A structured set of objections, weighed in public.

Desk editor's note, referee report, simulated authors' rebuttal, and a circularity audit. Tearing a paper down is the easy half of reading it; the pith above is the substance, this is the friction.

Referee Report

1 major / 0 minor

Summary. The manuscript proposes a battery-free wireless brain-computer interface (BCI) system that uses a dual-function antenna: inductive coupling for wireless power transfer to sufficiently power an implant ASIC for stimulation and readout, and a backscatter antenna for battery-free high-data-rate connectivity up to 32 Mbps, eliminating wires and batteries while maintaining data fidelity.

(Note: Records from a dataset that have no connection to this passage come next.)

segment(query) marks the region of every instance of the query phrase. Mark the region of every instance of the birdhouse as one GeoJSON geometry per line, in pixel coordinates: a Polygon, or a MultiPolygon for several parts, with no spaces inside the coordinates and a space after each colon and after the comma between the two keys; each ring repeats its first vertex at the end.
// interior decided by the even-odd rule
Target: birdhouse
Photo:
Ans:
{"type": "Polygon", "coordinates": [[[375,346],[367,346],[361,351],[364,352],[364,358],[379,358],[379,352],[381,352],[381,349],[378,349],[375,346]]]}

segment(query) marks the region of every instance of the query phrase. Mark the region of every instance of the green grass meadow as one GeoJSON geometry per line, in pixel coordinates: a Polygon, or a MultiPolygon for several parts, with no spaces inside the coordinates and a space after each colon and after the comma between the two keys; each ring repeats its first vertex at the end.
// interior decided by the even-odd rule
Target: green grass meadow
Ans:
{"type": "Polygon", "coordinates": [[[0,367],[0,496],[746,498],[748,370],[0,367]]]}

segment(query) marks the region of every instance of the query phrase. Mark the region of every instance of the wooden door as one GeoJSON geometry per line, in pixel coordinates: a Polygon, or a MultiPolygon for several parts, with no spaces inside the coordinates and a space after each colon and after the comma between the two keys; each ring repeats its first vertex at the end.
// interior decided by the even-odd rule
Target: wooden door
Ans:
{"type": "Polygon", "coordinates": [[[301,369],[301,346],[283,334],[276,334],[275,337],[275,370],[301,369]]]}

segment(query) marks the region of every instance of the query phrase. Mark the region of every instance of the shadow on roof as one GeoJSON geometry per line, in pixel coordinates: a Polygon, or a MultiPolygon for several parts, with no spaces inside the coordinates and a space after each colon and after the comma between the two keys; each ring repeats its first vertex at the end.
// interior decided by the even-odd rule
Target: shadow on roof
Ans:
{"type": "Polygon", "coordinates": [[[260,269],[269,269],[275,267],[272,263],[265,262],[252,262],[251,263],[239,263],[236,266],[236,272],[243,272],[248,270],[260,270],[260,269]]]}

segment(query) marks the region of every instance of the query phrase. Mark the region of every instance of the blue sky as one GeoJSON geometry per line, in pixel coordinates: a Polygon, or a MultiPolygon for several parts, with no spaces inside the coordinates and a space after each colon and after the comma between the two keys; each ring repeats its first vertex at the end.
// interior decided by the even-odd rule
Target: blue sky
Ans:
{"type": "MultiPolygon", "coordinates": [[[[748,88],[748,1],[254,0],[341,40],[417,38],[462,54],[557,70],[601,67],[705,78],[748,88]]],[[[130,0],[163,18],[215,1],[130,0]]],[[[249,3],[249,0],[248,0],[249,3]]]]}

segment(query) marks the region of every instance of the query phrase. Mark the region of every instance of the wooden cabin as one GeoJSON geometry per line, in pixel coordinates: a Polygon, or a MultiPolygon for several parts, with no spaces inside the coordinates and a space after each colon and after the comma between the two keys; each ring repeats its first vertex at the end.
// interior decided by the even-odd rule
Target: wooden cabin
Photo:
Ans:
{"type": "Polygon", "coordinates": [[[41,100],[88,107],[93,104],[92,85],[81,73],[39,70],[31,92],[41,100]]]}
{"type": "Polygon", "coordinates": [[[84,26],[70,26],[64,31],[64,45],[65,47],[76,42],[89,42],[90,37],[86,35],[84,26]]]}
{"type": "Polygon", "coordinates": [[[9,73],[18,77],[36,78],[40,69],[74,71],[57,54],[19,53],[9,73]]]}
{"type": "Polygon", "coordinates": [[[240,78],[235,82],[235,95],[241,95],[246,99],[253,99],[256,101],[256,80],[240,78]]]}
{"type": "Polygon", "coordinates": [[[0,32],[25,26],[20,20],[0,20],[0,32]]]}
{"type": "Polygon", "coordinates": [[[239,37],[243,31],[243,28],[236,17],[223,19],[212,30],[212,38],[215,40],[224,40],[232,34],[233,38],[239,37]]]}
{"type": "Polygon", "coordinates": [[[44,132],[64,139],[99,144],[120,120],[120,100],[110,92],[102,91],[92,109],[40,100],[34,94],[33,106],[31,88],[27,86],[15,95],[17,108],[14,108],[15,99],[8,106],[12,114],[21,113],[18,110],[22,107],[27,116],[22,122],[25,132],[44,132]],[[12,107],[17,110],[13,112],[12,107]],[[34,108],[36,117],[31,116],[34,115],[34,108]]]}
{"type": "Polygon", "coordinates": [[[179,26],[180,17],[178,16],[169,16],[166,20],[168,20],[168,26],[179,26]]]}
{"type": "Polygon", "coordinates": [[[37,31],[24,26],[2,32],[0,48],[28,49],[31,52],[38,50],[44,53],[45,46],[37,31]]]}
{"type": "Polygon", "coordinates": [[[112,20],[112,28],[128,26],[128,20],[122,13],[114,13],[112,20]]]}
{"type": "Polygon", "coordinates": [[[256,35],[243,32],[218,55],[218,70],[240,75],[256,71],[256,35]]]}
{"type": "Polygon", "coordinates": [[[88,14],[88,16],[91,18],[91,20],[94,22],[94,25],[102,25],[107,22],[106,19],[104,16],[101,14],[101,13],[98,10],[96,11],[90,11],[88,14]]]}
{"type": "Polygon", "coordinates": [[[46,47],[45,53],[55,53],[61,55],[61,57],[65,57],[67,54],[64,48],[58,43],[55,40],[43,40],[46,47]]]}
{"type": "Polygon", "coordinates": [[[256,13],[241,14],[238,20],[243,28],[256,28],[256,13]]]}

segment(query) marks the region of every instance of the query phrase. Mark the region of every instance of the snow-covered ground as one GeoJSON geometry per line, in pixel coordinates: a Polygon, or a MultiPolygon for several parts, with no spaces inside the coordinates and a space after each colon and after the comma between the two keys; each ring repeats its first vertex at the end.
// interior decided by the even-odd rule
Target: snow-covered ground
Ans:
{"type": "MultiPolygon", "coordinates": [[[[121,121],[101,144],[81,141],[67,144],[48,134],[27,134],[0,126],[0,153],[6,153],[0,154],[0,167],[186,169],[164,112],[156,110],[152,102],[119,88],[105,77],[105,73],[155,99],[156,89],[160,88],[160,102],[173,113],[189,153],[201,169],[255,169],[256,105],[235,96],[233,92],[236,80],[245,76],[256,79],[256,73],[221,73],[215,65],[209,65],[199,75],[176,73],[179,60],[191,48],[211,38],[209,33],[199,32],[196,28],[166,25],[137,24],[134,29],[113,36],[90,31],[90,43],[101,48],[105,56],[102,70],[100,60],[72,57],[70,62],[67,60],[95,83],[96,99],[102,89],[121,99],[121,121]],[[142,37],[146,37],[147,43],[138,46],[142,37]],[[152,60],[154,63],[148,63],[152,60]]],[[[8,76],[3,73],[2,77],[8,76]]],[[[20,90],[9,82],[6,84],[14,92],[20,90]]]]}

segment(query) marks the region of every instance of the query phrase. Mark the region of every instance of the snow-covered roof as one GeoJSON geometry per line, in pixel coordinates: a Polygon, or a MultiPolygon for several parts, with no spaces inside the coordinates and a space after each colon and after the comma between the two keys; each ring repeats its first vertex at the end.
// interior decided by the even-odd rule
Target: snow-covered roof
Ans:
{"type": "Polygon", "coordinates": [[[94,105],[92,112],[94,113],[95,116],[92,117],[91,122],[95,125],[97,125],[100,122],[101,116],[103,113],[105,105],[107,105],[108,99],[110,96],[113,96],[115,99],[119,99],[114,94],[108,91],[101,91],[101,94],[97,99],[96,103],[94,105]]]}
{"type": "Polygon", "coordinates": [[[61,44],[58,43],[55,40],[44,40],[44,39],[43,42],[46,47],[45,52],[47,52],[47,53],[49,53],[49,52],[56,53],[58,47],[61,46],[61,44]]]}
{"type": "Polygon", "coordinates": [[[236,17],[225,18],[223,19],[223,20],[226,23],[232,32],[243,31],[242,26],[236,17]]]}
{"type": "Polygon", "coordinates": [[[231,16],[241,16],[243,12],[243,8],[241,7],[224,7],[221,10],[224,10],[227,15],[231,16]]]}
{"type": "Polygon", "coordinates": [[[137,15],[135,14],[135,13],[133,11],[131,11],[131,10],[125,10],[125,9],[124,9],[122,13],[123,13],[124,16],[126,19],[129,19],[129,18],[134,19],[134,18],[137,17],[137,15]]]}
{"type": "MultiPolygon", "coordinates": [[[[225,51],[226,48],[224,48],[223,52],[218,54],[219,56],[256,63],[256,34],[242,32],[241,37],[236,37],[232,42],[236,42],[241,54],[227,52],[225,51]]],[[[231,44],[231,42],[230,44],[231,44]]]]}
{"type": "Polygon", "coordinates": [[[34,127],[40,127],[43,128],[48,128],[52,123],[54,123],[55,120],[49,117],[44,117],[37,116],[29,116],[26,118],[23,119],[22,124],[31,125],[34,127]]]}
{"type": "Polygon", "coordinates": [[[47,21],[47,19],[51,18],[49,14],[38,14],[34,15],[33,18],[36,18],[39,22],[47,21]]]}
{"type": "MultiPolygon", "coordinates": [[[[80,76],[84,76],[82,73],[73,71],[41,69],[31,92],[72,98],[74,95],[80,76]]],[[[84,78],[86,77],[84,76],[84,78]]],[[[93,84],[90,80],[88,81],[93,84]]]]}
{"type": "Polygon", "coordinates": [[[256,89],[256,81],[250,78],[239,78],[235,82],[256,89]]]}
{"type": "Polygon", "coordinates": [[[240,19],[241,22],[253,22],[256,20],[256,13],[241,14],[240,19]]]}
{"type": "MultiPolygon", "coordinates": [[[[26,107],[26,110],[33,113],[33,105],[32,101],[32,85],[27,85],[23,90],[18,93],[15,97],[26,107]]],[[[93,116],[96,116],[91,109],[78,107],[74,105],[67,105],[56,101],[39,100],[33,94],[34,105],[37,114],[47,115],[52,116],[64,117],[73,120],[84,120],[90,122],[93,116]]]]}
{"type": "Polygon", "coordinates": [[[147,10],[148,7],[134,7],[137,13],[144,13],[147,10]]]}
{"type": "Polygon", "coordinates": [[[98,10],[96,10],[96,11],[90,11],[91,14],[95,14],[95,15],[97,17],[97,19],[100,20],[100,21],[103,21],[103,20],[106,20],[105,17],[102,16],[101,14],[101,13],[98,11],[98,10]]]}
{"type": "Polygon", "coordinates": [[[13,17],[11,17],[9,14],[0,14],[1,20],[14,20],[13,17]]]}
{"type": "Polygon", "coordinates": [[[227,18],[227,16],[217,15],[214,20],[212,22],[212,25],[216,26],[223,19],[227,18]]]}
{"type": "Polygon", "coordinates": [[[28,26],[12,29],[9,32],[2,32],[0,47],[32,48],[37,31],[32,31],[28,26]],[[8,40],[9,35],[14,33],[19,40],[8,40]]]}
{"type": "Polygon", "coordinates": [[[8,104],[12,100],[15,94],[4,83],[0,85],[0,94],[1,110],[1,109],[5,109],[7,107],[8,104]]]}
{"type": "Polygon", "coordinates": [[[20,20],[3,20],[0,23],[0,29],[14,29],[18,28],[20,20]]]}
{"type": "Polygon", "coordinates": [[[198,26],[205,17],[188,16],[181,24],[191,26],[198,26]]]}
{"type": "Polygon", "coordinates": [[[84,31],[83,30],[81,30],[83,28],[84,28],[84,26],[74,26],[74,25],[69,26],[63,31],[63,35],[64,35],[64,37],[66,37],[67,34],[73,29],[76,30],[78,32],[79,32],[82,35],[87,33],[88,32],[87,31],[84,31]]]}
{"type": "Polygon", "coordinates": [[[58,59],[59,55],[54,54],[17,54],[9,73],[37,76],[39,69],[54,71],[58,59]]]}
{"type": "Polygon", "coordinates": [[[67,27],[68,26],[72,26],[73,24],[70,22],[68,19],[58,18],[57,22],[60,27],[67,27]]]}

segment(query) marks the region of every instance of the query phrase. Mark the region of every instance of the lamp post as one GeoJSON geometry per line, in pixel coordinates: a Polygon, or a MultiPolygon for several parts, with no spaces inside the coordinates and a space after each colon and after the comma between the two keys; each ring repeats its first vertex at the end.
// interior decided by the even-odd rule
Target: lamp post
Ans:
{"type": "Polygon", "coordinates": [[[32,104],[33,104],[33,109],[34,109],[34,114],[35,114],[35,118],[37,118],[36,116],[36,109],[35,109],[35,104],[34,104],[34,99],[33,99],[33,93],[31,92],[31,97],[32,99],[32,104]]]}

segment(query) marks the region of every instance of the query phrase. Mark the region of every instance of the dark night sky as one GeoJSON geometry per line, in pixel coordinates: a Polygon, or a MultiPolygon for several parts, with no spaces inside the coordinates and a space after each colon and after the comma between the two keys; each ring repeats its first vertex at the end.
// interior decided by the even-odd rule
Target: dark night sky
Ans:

Significance. If the power delivery and data-rate claims were demonstrated with quantitative link budgets, efficiency calculations, and measurements in tissue or phantoms compared against ASIC consumption, the work could advance safe, wireless BCIs for applications like robotic control. The manuscript provides no such supporting analysis, simulations, or data, so significance cannot be assessed.

major comments (1)
  1. [Abstract] Abstract: The central claims that inductive coupling 'sufficiently' powers the ASIC without a battery and that backscatter enables 'up to 32 Mbps' are stated without any link budget, received-power calculation, efficiency estimate, comparison to ASIC consumption, or error analysis in a biological environment; this renders the performance assertions unevaluable.

Simulated Author's Rebuttal

1 responses · 0 unresolved

We thank the referee for the detailed review and constructive feedback. We agree that the performance claims require quantitative support to be properly evaluable and will revise the manuscript to incorporate the requested analyses.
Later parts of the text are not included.